Tiap orang kemudian harus berburu dan bertengkar. Cerminan itu ada pada dua fakta; kesenjangan dan kriminalitas. Jembatan soal ini pada ketimpangan yang menganga serta kejahatan yang kian sadis. Salah satu yang dulu sempat populer adalah klithih. Anak-anak muda yang berasal dari keluarga kacau memutuskan diri untuk mengacaukan jalanan. Panggung jalanan kemudian jadi pentas raksasa yang tak lagi mampu menampung aspirasi publik: ruas jalan diatur bukan untuk menampung ide tapi atasi kemacetan, konvoi memakai jalanan dengan cara intimidatif dan karnaval gunakan jalan sebagai sarana iklan.

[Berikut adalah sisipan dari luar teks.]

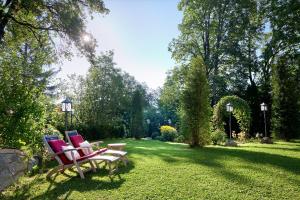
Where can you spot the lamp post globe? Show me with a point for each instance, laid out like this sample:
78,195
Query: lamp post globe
264,108
66,107
229,108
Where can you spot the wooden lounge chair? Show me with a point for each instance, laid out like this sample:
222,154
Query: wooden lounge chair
75,139
54,146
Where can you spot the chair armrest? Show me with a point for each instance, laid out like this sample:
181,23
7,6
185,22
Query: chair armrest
61,152
96,143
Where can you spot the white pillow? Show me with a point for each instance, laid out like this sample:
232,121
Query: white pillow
69,154
86,147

Kota ini kehilangan rakyat kecil dan kaum terpelajar. Kalau anda rakyat kecil dengan pendapatan kecil tentu tak mudah untuk kemana-mana. Wisata kuliner tak murah, wisata belanja apalagi. Bahkan pengajian sekalipun harus diingatkan untuk siapkan infaq segala. Yang kecil juga tak mudah dapat tempat: rumah kian mahal dan sekolah tinggi tak murah. Keadaan itu kian tak nyaman kalau kaum terpelajar juga kehilangan ruang. Buat diskusi kiri dianggap PKI dan bikin diskusi Iran dikatakan Syiah. Pertaruhan paling bahaya adalah kebebasan akademik yang kini jadi tak bermakna.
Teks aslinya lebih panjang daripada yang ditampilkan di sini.